4 thoughts on “Balance

  1. Carol Sheffield

    Well said… wonder if those big pendulum pushers on either side will think it through and moderate their inclinations… when we have those scary looking armed men admitted to chambers of State Houses, it makes me wonder…

  2. Doug Bennett

    Sherri-
    As always, an interesting essay.

    Looks to be a multiple variable optimization problem, there are a whole lot of step outs that can be done to relieve the financial consequences of our virus problem but there are also a whole bunch of different impacts that these changes can have on those who have the virus. As your pendulum suggests, their is a minimum of pain, and how do we find it.

    With a genuine multivariable optimization, you would run perturbation experiments, determine the delta pain for delta variable. Because of the uncertainty, you would like to make small perturbations rather than large ones. The rub is the next step. You would like to have a single objective function. In business, it is often financial, for example maximizing profit or minimizing financial loss. What to use for an objective function for this problem is unclear. One approach is to equate human life to a number of dollars and then compare the “price” of people who die to the loss of money coming from the economy. Everyone with a conscience would be nervous with this one. We could also use loss of life from the virus to the loss of life from the bad economy. This sounds better, but is not a full reflection of the economic hardships, even if it could be assessed. One could also use number of years lost, for example look at those who die from the virus and estimate the possible forward years and then look at deaths from the economic decline, adjusted for their forward years.
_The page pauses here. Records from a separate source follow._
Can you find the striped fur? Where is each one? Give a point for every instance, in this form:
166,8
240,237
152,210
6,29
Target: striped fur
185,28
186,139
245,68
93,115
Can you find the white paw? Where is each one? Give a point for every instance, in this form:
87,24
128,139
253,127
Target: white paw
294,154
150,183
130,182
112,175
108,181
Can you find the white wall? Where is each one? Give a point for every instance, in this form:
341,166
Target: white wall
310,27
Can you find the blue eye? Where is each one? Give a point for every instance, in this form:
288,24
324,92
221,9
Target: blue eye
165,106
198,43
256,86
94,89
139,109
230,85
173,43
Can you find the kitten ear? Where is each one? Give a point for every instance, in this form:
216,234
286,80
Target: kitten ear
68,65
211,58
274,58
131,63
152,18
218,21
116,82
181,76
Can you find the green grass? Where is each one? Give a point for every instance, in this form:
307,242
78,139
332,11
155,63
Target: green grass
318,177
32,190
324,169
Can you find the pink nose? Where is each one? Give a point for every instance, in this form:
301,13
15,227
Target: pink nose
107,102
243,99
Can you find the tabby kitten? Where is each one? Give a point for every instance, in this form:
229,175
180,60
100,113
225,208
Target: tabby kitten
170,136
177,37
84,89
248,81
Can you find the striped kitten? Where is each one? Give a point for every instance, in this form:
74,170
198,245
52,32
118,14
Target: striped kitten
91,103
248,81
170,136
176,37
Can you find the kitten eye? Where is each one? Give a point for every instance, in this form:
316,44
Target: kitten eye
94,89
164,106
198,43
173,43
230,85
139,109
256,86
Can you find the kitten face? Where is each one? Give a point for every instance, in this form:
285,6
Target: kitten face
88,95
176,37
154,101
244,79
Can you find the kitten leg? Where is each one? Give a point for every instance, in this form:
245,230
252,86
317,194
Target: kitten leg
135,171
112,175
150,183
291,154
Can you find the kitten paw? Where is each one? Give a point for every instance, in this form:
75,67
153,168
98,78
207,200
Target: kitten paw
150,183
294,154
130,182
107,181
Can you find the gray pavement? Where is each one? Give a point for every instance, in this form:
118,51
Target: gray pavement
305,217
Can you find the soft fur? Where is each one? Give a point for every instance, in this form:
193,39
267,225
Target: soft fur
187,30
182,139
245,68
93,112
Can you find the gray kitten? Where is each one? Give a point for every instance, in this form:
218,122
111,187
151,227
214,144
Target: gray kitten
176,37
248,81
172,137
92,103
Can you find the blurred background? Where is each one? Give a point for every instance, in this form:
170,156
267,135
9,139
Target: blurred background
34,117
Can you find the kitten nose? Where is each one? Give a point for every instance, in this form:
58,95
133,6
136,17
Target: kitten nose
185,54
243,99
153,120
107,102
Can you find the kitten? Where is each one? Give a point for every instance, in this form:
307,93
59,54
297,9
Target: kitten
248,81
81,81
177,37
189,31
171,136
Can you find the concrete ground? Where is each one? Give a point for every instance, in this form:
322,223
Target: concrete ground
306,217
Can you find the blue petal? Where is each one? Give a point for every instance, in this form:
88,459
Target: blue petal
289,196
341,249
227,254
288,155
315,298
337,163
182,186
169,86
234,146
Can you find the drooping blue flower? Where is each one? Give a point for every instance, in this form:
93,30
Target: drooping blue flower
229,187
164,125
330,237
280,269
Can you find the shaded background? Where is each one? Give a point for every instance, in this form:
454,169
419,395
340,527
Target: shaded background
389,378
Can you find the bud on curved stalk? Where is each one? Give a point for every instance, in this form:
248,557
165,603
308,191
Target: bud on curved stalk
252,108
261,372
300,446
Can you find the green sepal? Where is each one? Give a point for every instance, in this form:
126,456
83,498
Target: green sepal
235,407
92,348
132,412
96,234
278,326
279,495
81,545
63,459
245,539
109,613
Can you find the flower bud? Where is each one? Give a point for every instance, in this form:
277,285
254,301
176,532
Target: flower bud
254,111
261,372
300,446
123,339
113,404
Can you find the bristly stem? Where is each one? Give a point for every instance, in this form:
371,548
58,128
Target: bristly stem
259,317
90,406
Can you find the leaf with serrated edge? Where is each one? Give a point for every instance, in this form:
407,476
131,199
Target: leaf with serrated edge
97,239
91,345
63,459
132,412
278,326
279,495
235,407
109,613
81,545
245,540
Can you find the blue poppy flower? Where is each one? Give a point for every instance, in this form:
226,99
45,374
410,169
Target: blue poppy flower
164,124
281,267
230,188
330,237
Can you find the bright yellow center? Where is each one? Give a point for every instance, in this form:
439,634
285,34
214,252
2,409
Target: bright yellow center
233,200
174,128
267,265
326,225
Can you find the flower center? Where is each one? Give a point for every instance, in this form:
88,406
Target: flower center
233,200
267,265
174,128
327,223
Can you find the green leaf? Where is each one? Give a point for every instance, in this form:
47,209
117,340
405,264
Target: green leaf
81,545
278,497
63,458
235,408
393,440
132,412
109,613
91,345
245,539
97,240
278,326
Any number of possibilities exist and none are all that helpful.

    My point is that your point is very well taken, and perhaps it is about as quantitative as it can be, how to improve upon it with any legitimate quantification is in the least unclear. We really have to test perturbations, see the consequences and use some judgement to figure out whether the consequences are reasonable. Unfortunately no one will agree with any one judgement, but this is our world.

    Luckily, we will have many experiments, at least 50 states but there will also be county differences. Some will be tests with small perturbations and some with bigger. All difficult stuff. It will make more sense in hindsight when we are through it.

    Stay safe- One question, is Carol Sheffield the wonderful one from AP with the Livingroom light in her office?

    Thanks for an opportunity to think.
    Doug

    1. Sherri Post author

      Great way to look at things, Doug! This is where us quants get into trouble with social science. So much cannot be controlled nor is it moral and ethical to run certain experiments! But the thought process is extremely valuable and I hope some of our readers have been inspired to adopt a bit of that thinking.